Recently sdetails about an attack were released that the infrastructure used in the development of the machine learning framework suffered PyTorch. Among the technical details revealed, it is mentioned that The attacker managed to extract access keys which allowed you to put arbitrary data into the GitHub and AWS repository, replace code in the master branch of the repository, and add a backdoor via dependencies.

This incident poses significant risks, since the spoofing of PyTorch versions could be used to attack large companies such as Google, Meta, Boeing and Lockheed Martin, which use PyTorch in their projects.

Four months ago, Adnan Khan and I exploited a critical CI/CD vulnerability in PyTorch, one of the world's leading machine learning platforms. Used by titans like Google, Meta, Boeing, and Lockheed Martin, PyTorch is a major target for hackers and nation-states alike.

Fortunately, we took advantage of this vulnerability before the bad guys did.

This is how we did it.

Regarding the attack, it is mentioned that this It comes down to the ability to run code on continuous integration servers that perform rebuilds and run jobs to test new changes pushed to the repository. The issue affects projects that use external “Self-Hosted Runner” drivers with GitHub Actions. Unlike traditional GitHub Actions, self-hosted controllers do not run on GitHub infrastructure, but on their own servers or on virtual machines maintained by developers.

Running build tasks on your servers allows you to organize the release of code that can scan a company's internal network, search the local FS for encryption keys and access tokens, and analyze environmental variables with parameters to access external storage or cloud services and with this, through these drivers, the attacker was able to execute compilation tasks on their own servers, which allowed them to scan a company's internal network to search for encryption keys and access tokens.

In PyTorch and other projects that use Self-Hosted Runner, that Developers can run build jobsn only after your changes have been reviewed.

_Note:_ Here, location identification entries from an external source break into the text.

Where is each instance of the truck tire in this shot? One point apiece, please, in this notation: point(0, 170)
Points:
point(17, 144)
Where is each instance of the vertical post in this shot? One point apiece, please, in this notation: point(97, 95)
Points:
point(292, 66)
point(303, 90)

However, the attacker managed to bypass this system by first sending a minor change and then, once accepted, automatically obtained the status of "collaborator" which allowed you to run code in any GitHub Actions Runner environment associated with the repository or supervising organization. During the attack, GitHub access keys and AWS keys were intercepted, allowing the attacker to compromise the infrastructure.

The link to the “contributor” status turned out to be easy to bypass: it is enough to first submit a minor change and wait for it to be accepted into the code base, after which the developer automatically receives the status of an active participant. whose pull requests can be tested in the CI infrastructure without separate verification. To achieve active developer status, the experiment included minor cosmetic changes to fix typos in the documentation. To gain access to the repository and storage of PyTorch versions, during an attack when executing code in the "Self-Hosted Runner", the GitHub token used to access the repository from the build processes was intercepted (GITHUB_TOKEN allowed write access ), as well as the AWS keys involved in saving the build results.

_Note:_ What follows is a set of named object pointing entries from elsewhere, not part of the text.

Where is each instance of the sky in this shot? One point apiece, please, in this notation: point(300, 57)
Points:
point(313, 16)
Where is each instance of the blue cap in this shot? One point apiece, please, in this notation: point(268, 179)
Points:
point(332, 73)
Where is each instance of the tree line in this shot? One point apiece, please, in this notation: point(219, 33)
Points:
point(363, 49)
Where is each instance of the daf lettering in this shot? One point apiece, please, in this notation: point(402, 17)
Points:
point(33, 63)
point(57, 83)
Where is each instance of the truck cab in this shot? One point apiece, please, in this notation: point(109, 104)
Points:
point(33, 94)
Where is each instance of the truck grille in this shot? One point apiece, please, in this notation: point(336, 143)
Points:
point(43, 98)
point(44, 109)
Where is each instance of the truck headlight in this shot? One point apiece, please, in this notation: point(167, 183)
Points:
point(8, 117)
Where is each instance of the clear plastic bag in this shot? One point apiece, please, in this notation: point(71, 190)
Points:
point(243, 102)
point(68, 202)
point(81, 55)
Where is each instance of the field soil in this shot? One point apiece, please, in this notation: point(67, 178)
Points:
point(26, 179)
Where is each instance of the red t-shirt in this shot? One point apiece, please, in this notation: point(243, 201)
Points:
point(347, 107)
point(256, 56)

As such, it is mentioned that this issue is not specific to PyTorch and affects other large projects which use default configurations for “Self-Hosted Runner” in GitHub Actions.

In addition, the possibility of similar attacks on cryptocurrency, blockchain, Microsoft Deepspeed, TensorFlow and other projects has been mentioned, with potentially serious consequences. Researchers have submitted more than 20 applications to bug bounty programs, seeking rewards worth several hundred thousand dollars.

finally if you are interested in knowing more about it, you can check the details in the following link


Leave a Comment

Your email address will not be published. Required fields are marked with *

*

*

  1. Responsible for the data: AB Internet Networks 2008 SL
  2. Purpose of the data: Control SPAM, comment management.
  3. Legitimation: Your consent
  4. Communication of the data: The data will not be communicated to third parties except by legal obligation.
  5. Data storage: Database hosted by Occentus Networks (EU)
  6. Rights: At any time you can limit, recover and delete your information.